Le settimane seguenti furono una sequenza di incubi. Ogni giorno lo portavano via, e ogni volta c’era un nuovo esperimento, un nuovo strumento di tortura travestito da cura. E ogni notte, nel buio della baracca, Sergio sognava la mamma. La chiamava nel sonno, ma quando si svegliava, c’era solo il silenzio.

Un giorno, mentre era disteso su un lettino gelido, con i medici che lo circondavano, Sergio sentì di non avere più la forza di gridare. I suoi occhi si chiusero per un attimo e nel buio di quel sonno indotto vide il viso della mamma, che lo guardava dolcemente, come faceva sempre quando lo metteva a letto. “Rivedrò la mia mamma?” si chiese, sentendo le lacrime scendere sul viso.

E alla fine, quando l’agonia sembrava non avere più fine, Sergio alzò lo sguardo verso il soffitto. Il mondo stava diventando silenzioso, il rumore delle macchine lontano.
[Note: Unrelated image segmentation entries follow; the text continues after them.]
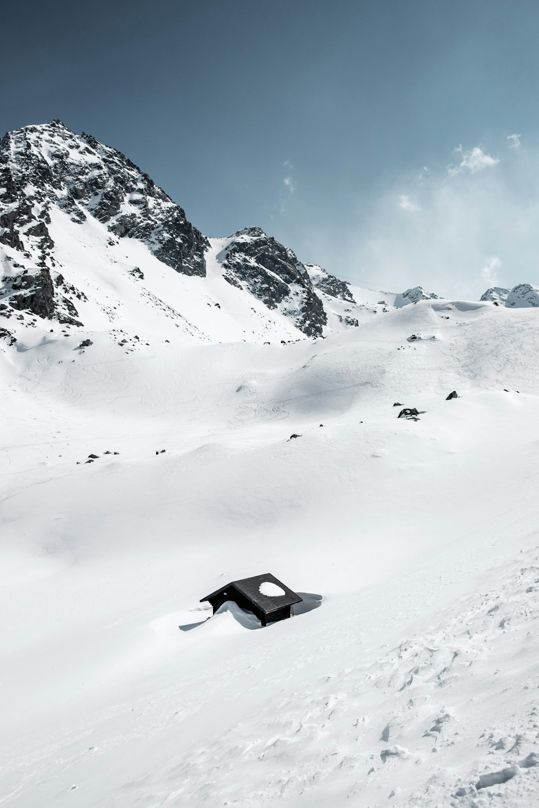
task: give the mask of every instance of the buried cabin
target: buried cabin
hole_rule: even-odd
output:
[[[205,600],[212,604],[213,614],[227,600],[233,600],[245,612],[252,612],[263,625],[267,625],[292,617],[294,604],[301,603],[303,598],[268,572],[263,575],[231,581],[225,587],[201,598],[200,603]]]

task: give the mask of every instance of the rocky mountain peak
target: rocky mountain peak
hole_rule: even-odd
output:
[[[417,303],[419,301],[439,300],[439,295],[435,295],[434,292],[427,292],[423,286],[414,286],[406,292],[401,292],[395,297],[395,305],[398,309],[410,303]]]
[[[106,224],[112,238],[139,239],[176,271],[205,275],[208,242],[184,211],[121,152],[91,135],[74,134],[57,119],[2,138],[0,195],[0,242],[22,252],[37,250],[41,266],[51,246],[47,225],[54,205],[75,222],[91,216]],[[39,233],[30,232],[32,222],[40,224]]]
[[[323,304],[295,253],[260,227],[246,227],[226,240],[219,259],[224,278],[280,309],[309,337],[320,336],[327,322]]]
[[[505,305],[510,292],[511,289],[505,289],[502,286],[491,286],[490,289],[483,292],[479,300],[482,301],[488,301],[491,303],[495,303],[496,305]]]

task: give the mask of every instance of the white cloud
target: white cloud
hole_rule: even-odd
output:
[[[283,179],[283,184],[280,189],[280,205],[279,212],[282,214],[286,210],[287,203],[290,201],[296,192],[297,185],[293,177],[288,176]]]
[[[420,206],[416,202],[412,202],[410,196],[406,194],[399,194],[398,207],[402,208],[402,210],[410,211],[411,213],[417,213],[421,210]]]
[[[297,187],[296,183],[294,182],[292,177],[284,177],[284,179],[283,180],[283,185],[284,186],[284,187],[288,191],[291,196],[294,194],[296,188]]]
[[[459,153],[465,166],[453,175],[440,155],[430,174],[397,177],[376,198],[358,198],[347,235],[342,221],[305,229],[297,255],[394,292],[422,285],[478,300],[489,286],[538,284],[539,150],[521,149],[513,160],[507,142],[499,140],[506,156],[499,161],[478,147]]]
[[[502,262],[497,255],[491,255],[485,259],[485,265],[481,270],[481,280],[486,286],[498,285],[498,270],[501,266]]]
[[[455,151],[461,149],[462,147],[461,146],[459,149],[456,149]],[[452,177],[463,172],[475,174],[484,168],[491,168],[493,166],[497,166],[499,162],[499,160],[498,158],[491,157],[490,154],[482,150],[481,146],[474,146],[470,151],[463,152],[462,159],[460,163],[457,166],[449,166],[448,171]]]

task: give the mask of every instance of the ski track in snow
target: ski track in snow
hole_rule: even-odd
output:
[[[0,352],[0,805],[535,804],[538,335]],[[204,621],[264,570],[321,608]]]

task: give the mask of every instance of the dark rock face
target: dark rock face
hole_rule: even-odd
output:
[[[330,275],[318,264],[305,263],[304,267],[309,273],[313,286],[316,286],[317,289],[320,289],[326,295],[331,295],[331,297],[338,297],[339,300],[346,301],[347,303],[356,302],[348,284],[345,284],[343,280],[335,278],[335,275]]]
[[[280,305],[308,337],[322,335],[327,322],[322,302],[292,250],[259,227],[246,227],[234,233],[219,259],[233,286],[246,289],[268,309]]]
[[[77,291],[63,284],[61,275],[57,278],[56,285],[60,286],[60,291]],[[76,319],[78,312],[74,303],[69,297],[64,297],[60,291],[55,289],[50,271],[46,267],[33,273],[25,270],[20,274],[4,277],[0,288],[0,315],[10,317],[15,309],[45,320],[57,320],[65,325],[82,326],[82,323]],[[78,297],[86,297],[82,292],[78,292]]]
[[[142,241],[178,272],[206,274],[207,239],[121,152],[59,120],[8,133],[0,141],[0,242],[23,251],[29,240],[45,266],[53,204],[75,222],[91,215],[115,236]]]
[[[6,328],[0,328],[0,339],[5,339],[8,345],[15,345],[17,342],[11,331]]]

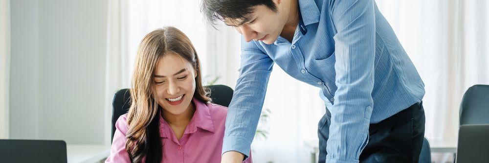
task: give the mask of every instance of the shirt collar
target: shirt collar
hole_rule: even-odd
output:
[[[299,0],[299,7],[300,8],[302,21],[305,25],[319,22],[319,9],[314,0]]]
[[[197,128],[214,133],[214,123],[207,105],[195,98],[192,99],[192,101],[195,104],[195,113],[185,128],[184,134],[195,133],[197,131]],[[159,119],[160,136],[162,138],[168,138],[169,132],[167,130],[171,130],[171,128],[162,116],[160,116]]]
[[[297,28],[296,29],[294,33],[294,35],[300,29],[299,28],[300,27],[298,26],[301,25],[301,22],[304,23],[304,26],[306,26],[319,22],[319,17],[320,16],[319,9],[317,7],[317,5],[314,0],[299,0],[299,7],[300,10],[298,11],[300,12],[300,14],[299,14],[300,16],[299,19],[300,20],[299,23],[297,24]],[[281,46],[284,45],[288,45],[289,44],[289,41],[287,39],[282,36],[279,36],[277,38],[277,40],[275,40],[275,42],[273,43],[273,44]]]

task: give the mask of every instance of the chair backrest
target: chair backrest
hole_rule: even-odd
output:
[[[423,139],[423,146],[421,148],[421,153],[420,153],[419,163],[431,163],[431,149],[429,147],[429,142],[426,138]]]
[[[218,105],[228,107],[233,97],[234,91],[229,87],[215,85],[205,86],[210,90],[209,97],[212,99],[212,103]],[[114,138],[115,132],[115,122],[119,117],[127,113],[131,107],[131,93],[129,89],[119,90],[114,95],[112,101],[112,137]]]
[[[460,125],[489,124],[489,85],[469,88],[460,104]]]
[[[487,163],[489,124],[463,125],[459,129],[456,163]]]
[[[0,163],[66,163],[63,140],[0,140]]]

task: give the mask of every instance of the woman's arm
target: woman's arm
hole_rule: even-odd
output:
[[[121,116],[115,122],[115,133],[111,146],[111,155],[106,163],[131,163],[129,154],[126,151],[126,133],[128,127],[126,115]]]

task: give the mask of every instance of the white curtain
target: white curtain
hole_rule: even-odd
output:
[[[8,138],[10,0],[0,1],[0,139]]]
[[[489,84],[489,1],[377,2],[424,82],[425,137],[432,146],[456,146],[464,93]]]

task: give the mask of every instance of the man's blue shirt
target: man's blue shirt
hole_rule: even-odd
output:
[[[299,0],[299,5],[301,22],[292,43],[280,36],[271,45],[242,37],[222,152],[249,153],[276,64],[320,89],[331,113],[327,162],[357,163],[369,124],[420,102],[424,84],[373,0]]]

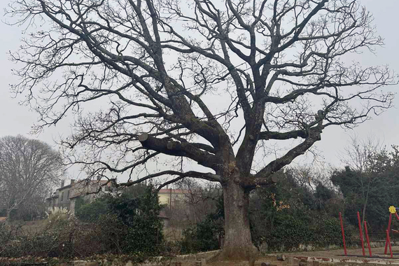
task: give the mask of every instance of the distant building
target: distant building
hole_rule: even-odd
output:
[[[187,191],[179,189],[160,189],[158,191],[160,204],[166,204],[169,209],[172,209],[176,204],[181,203],[186,194]]]
[[[65,186],[65,181],[61,182],[61,188],[57,188],[52,195],[46,199],[46,204],[49,208],[59,207],[66,208],[71,212],[75,212],[75,204],[76,200],[79,197],[84,197],[85,199],[89,200],[92,200],[99,195],[103,195],[104,192],[110,191],[111,183],[106,186],[101,187],[101,185],[105,184],[106,180],[81,180],[76,181],[71,179],[69,185]],[[94,193],[96,194],[88,194]]]

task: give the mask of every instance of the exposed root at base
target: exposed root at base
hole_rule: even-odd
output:
[[[218,254],[211,258],[209,262],[217,261],[243,261],[249,262],[249,266],[253,266],[255,261],[259,256],[259,251],[255,246],[246,247],[226,247],[223,248]]]

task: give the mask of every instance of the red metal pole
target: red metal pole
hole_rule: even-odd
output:
[[[389,214],[389,222],[388,222],[388,232],[391,232],[391,223],[392,223],[392,214]],[[386,239],[386,241],[385,241],[385,250],[384,251],[384,253],[385,255],[386,255],[386,251],[388,249],[388,238]]]
[[[389,246],[389,252],[391,253],[391,258],[393,257],[392,253],[392,246],[391,246],[391,239],[389,239],[389,231],[386,230],[386,239],[388,240],[388,246]]]
[[[367,222],[365,220],[365,232],[366,234],[367,246],[368,246],[368,253],[371,257],[371,246],[370,246],[370,239],[368,238],[368,230],[367,229]]]
[[[363,240],[363,230],[362,230],[362,224],[360,223],[360,215],[359,214],[358,211],[358,221],[359,222],[359,232],[360,233],[360,242],[362,244],[362,251],[363,253],[363,255],[365,255],[365,242]]]
[[[340,221],[341,222],[341,232],[342,232],[342,241],[344,242],[344,253],[345,255],[348,255],[346,253],[346,245],[345,244],[345,232],[344,232],[344,223],[342,223],[342,215],[340,213]]]

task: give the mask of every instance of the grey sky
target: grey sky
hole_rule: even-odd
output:
[[[0,1],[0,8],[3,10],[10,2],[8,0]],[[393,22],[397,20],[399,1],[397,0],[362,0],[361,2],[374,16],[374,24],[377,32],[384,38],[385,46],[378,48],[377,55],[366,53],[361,57],[361,63],[367,65],[388,64],[396,72],[399,72],[399,30]],[[5,18],[2,15],[1,20]],[[13,99],[9,92],[9,84],[17,82],[15,77],[11,74],[10,69],[15,67],[13,62],[8,60],[8,52],[15,50],[20,45],[19,40],[22,36],[22,28],[10,27],[0,23],[1,41],[0,42],[0,115],[1,127],[0,137],[6,135],[18,134],[28,137],[38,138],[51,145],[55,145],[53,139],[59,135],[66,136],[70,132],[68,124],[71,120],[64,121],[57,127],[46,129],[38,136],[29,134],[31,126],[37,120],[37,115],[29,111],[28,106],[18,104],[22,100],[20,97]],[[399,86],[391,87],[389,90],[398,91]],[[398,97],[394,104],[399,107]],[[316,147],[326,162],[333,164],[339,164],[337,154],[342,152],[348,144],[349,136],[356,134],[360,138],[366,138],[368,135],[375,135],[386,145],[399,145],[399,110],[393,108],[381,116],[373,117],[372,120],[367,121],[354,130],[345,131],[340,127],[328,127],[322,134],[322,140],[318,141]],[[300,160],[303,158],[300,158]],[[298,162],[298,160],[297,160]]]

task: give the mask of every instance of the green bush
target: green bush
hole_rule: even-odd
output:
[[[161,206],[153,187],[142,186],[140,193],[131,189],[120,196],[106,195],[92,203],[83,202],[76,209],[79,220],[98,225],[108,251],[151,255],[160,251],[163,239],[158,217]]]
[[[183,231],[181,253],[192,253],[220,248],[219,236],[223,234],[223,220],[208,218]]]
[[[137,197],[125,195],[81,203],[78,211],[83,220],[59,209],[49,214],[46,226],[37,232],[0,224],[0,257],[123,254],[140,262],[160,254],[162,225],[153,187],[146,187]]]

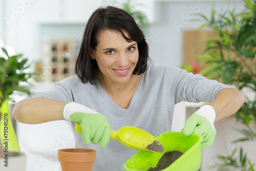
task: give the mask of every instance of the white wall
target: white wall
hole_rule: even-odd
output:
[[[4,44],[4,0],[0,0],[0,47]]]

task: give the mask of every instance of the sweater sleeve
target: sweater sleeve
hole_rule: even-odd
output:
[[[205,102],[214,100],[218,92],[223,88],[231,87],[221,83],[215,80],[210,80],[199,74],[180,70],[176,80],[176,102]]]

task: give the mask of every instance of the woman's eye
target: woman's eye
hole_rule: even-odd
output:
[[[106,53],[109,54],[112,54],[114,53],[114,51],[108,51],[106,52]]]
[[[133,51],[134,50],[134,47],[131,47],[131,48],[129,48],[127,49],[127,50],[128,51],[130,51],[130,52]]]

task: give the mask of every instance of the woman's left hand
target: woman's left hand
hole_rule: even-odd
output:
[[[202,135],[202,148],[212,145],[216,136],[216,130],[214,122],[216,114],[215,109],[210,105],[204,105],[194,113],[186,121],[184,128],[181,130],[186,136],[192,133]]]

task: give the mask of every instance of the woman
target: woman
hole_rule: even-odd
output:
[[[236,113],[244,96],[199,75],[148,65],[149,59],[144,36],[133,18],[118,8],[99,8],[85,29],[77,76],[18,102],[13,116],[30,124],[65,119],[74,127],[79,123],[82,134],[74,132],[76,146],[97,150],[94,170],[121,170],[137,151],[110,140],[111,130],[130,125],[157,136],[171,131],[175,104],[204,101],[210,104],[193,114],[182,131],[202,135],[202,147],[211,145],[214,122]]]

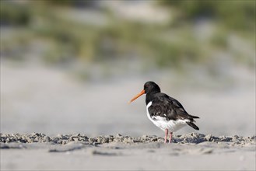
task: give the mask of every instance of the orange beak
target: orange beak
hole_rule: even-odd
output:
[[[134,96],[128,103],[131,103],[132,102],[133,102],[134,100],[135,100],[136,99],[138,99],[140,96],[142,96],[143,94],[145,94],[145,90],[144,89],[141,92],[137,94],[135,96]]]

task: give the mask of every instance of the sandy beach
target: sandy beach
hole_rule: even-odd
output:
[[[255,170],[256,137],[1,134],[1,170]]]

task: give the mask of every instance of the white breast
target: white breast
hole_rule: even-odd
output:
[[[182,128],[183,127],[186,126],[187,125],[186,122],[189,121],[188,120],[167,120],[165,117],[161,117],[160,116],[151,117],[149,113],[149,107],[151,105],[152,105],[152,101],[149,102],[146,106],[147,117],[156,127],[160,127],[163,131],[165,131],[167,128],[169,131],[174,132]]]

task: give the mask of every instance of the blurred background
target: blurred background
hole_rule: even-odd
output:
[[[0,2],[2,133],[163,136],[128,104],[151,80],[199,133],[255,135],[255,1]]]

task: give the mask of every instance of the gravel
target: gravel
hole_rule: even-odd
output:
[[[97,137],[88,137],[86,134],[58,134],[56,136],[47,136],[42,133],[32,134],[2,134],[0,133],[0,142],[3,143],[51,143],[52,145],[65,145],[75,141],[79,143],[100,145],[110,142],[122,143],[149,143],[149,142],[163,142],[163,138],[156,135],[142,135],[141,137],[131,137],[128,135],[103,135]],[[202,134],[198,133],[190,133],[183,135],[174,135],[173,142],[178,144],[194,143],[199,144],[205,141],[216,143],[229,142],[233,145],[251,144],[256,145],[256,136],[243,137],[238,135],[233,136],[219,136],[215,137],[212,134]],[[1,145],[1,148],[5,147]]]

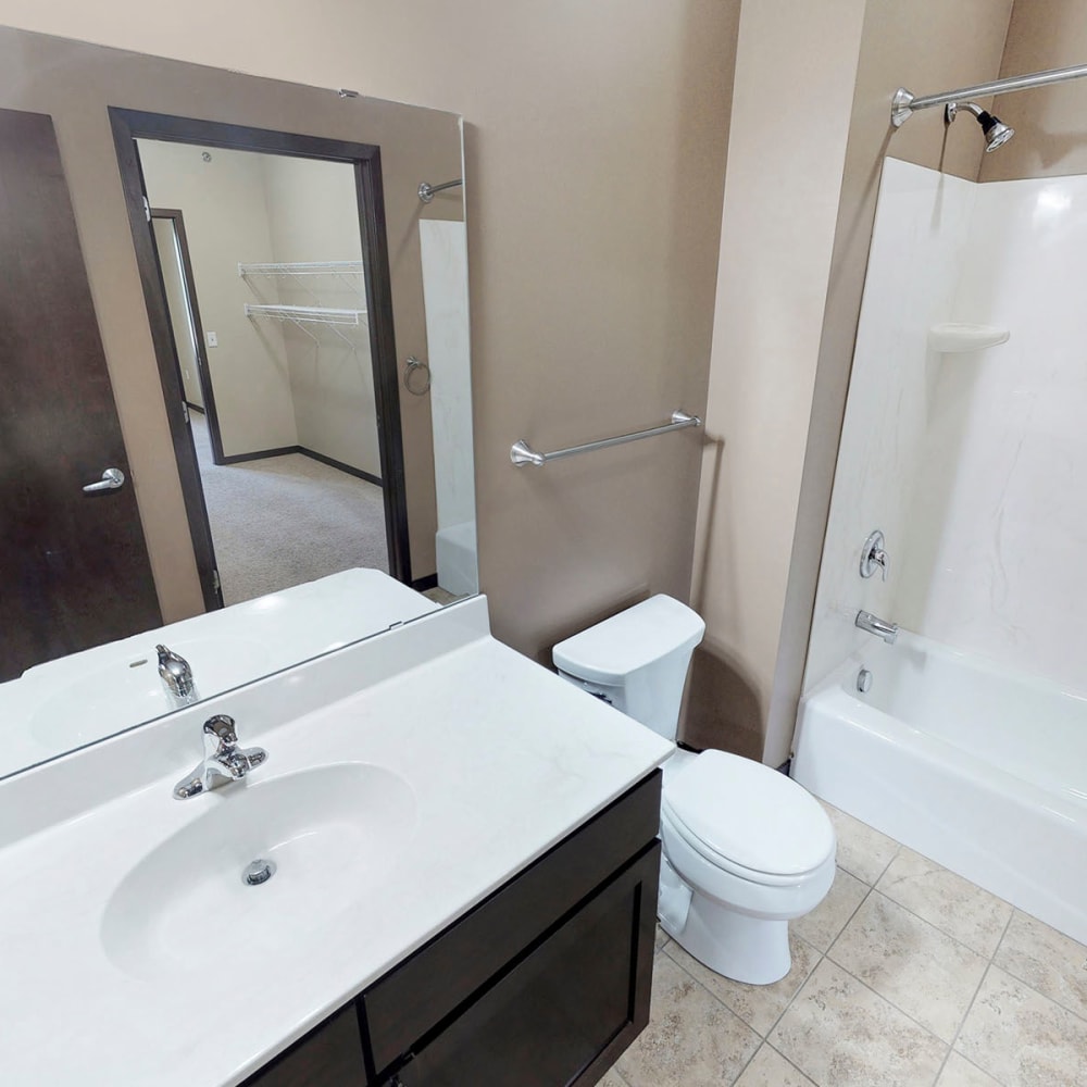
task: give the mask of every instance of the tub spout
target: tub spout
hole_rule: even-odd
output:
[[[879,619],[872,612],[859,611],[854,625],[862,630],[867,630],[869,634],[874,634],[877,638],[883,638],[888,646],[892,646],[898,637],[898,623],[888,623],[887,620]]]

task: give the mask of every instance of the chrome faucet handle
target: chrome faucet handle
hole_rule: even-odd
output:
[[[234,727],[234,717],[225,713],[216,713],[209,717],[203,726],[204,754],[214,757],[238,742],[238,733]]]
[[[861,548],[861,577],[871,577],[879,567],[879,575],[887,580],[887,552],[884,550],[884,535],[877,528],[869,535]]]
[[[217,789],[228,782],[237,782],[249,771],[267,762],[264,748],[239,748],[234,717],[216,713],[209,717],[201,730],[204,757],[188,777],[174,786],[174,797],[188,800],[209,789]]]
[[[159,654],[159,676],[166,690],[183,701],[191,698],[193,678],[189,662],[165,646],[155,646],[154,650]]]
[[[234,717],[225,713],[216,713],[203,725],[204,761],[223,766],[237,780],[267,761],[268,753],[264,748],[239,748],[238,732]]]

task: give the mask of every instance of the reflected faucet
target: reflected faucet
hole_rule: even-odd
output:
[[[859,626],[862,630],[867,630],[869,634],[874,634],[877,638],[883,638],[888,646],[894,646],[895,639],[898,637],[898,623],[888,623],[887,620],[879,619],[872,612],[859,611],[853,625]]]
[[[216,713],[203,726],[204,757],[188,777],[174,786],[174,799],[188,800],[211,789],[239,782],[267,761],[264,748],[239,748],[234,717]]]
[[[176,710],[198,701],[200,696],[197,694],[197,685],[192,678],[192,669],[189,667],[189,662],[165,646],[155,646],[154,648],[159,654],[159,675],[171,705]]]

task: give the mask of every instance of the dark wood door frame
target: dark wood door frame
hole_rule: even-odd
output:
[[[151,220],[168,218],[174,226],[174,237],[177,239],[177,251],[182,259],[182,278],[185,280],[185,296],[189,308],[189,320],[192,322],[192,338],[197,355],[197,380],[200,383],[200,391],[203,393],[203,413],[208,420],[208,436],[211,439],[211,459],[216,464],[225,464],[223,455],[223,437],[218,429],[218,411],[215,408],[215,389],[211,380],[211,366],[208,364],[208,345],[204,341],[203,323],[200,320],[200,303],[197,299],[197,282],[192,276],[192,261],[189,258],[189,239],[185,233],[185,215],[179,208],[152,208]],[[154,240],[154,232],[151,232]],[[161,254],[160,254],[161,260]],[[166,317],[173,324],[170,316],[170,305],[166,305]],[[176,358],[177,330],[174,329],[175,358]],[[177,359],[178,372],[180,371],[180,360]],[[178,373],[178,378],[180,374]],[[184,386],[182,397],[185,397]],[[192,404],[189,404],[192,408]]]
[[[0,680],[162,625],[52,118],[0,110]],[[129,477],[85,492],[105,468]],[[30,760],[33,761],[33,760]]]
[[[128,207],[128,224],[133,233],[136,260],[139,265],[143,298],[147,303],[151,338],[166,400],[174,453],[185,493],[186,512],[193,536],[198,566],[201,550],[200,525],[208,532],[208,514],[200,485],[188,423],[183,409],[184,390],[174,353],[154,237],[151,211],[147,203],[137,139],[196,143],[236,151],[260,151],[300,159],[345,162],[353,166],[359,202],[359,225],[362,235],[362,259],[366,270],[366,310],[370,325],[370,353],[374,372],[374,401],[377,414],[377,436],[380,450],[383,492],[385,497],[385,533],[389,553],[389,573],[410,585],[411,555],[408,537],[408,500],[404,487],[403,435],[400,425],[400,387],[397,373],[396,340],[392,332],[392,285],[389,273],[388,240],[385,229],[385,193],[382,185],[382,151],[373,143],[327,139],[176,117],[164,113],[146,113],[110,107],[110,123],[116,145],[117,163]],[[204,554],[207,561],[207,554]],[[204,598],[214,589],[214,567],[200,570]],[[217,590],[216,590],[217,591]]]

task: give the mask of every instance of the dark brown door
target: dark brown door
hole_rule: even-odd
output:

Prima di addormentarsi ebbe solo un pensiero: “Mamma, sto arrivando da te”. Ma la morte non ebbe pietà di lui né degli altri.

20 aprile 1945, Amburgo, scuola di Bullenhuser Damm, sezione distaccata del campo di concentramento di Neuengamme.

Le giornate si erano fatte tutte uguali. Freddo, fame, dolore. La speranza, quella fragile fiammella che Sergio custodiva dentro di sé, sembrava spegnersi un po’ ogni giorno. Gli esperimenti continuavano e il piccolo corpo di Sergio era ormai esausto.

Quella mattina, però, qualcosa cambiò. Le guardie vennero a prenderli in silenzio, uno a uno, e li portarono fuori dalla baracca. Li condussero in una scuola abbandonata, un luogo che a Sergio ricordava le giornate spensierate di quando frequentava la scuola a Napoli, prima che tutto diventasse buio. Li misero in fila e il cuore di Sergio cominciò a battere più forte. Il corridoio era freddo, come tutto il resto. L’odore di paura permeava gli ambienti, anneriva gli occhi degli altri bambini. Nessuno parlava, nessuno si muoveva. Si fermarono davanti a una porta, e quando la aprirono, li spinsero all’interno. Una stanza buia. Un silenzio inquietante. Poi, senza preavviso, le guardie iniziarono a legare delle corde intorno ai loro colli. Sergio non capiva. Che sta succedendo? Pensava, il terrore che gli stringeva la gola. “Mamma, dove sei?”, sussurrò, mentre le lacrime gli rigavano il viso. Non ci fu risposta.

Il 20 aprile 1945, nel sottosuolo della scuola di Bullenhuser Damm, Sergio e gli altri bambini furono impiccati. I cadaveri vennero appesi al muro come quadri, quindi fotografati, l’oscena rappresentazione messa in scena solo per inviare una macabra cartolina d’auguri a Hitler per il suo 56⁰ compleanno. Non ci fu pietà, non ci furono parole di conforto. Erano solo bambini, eppure furono trattati come oggetti da eliminare.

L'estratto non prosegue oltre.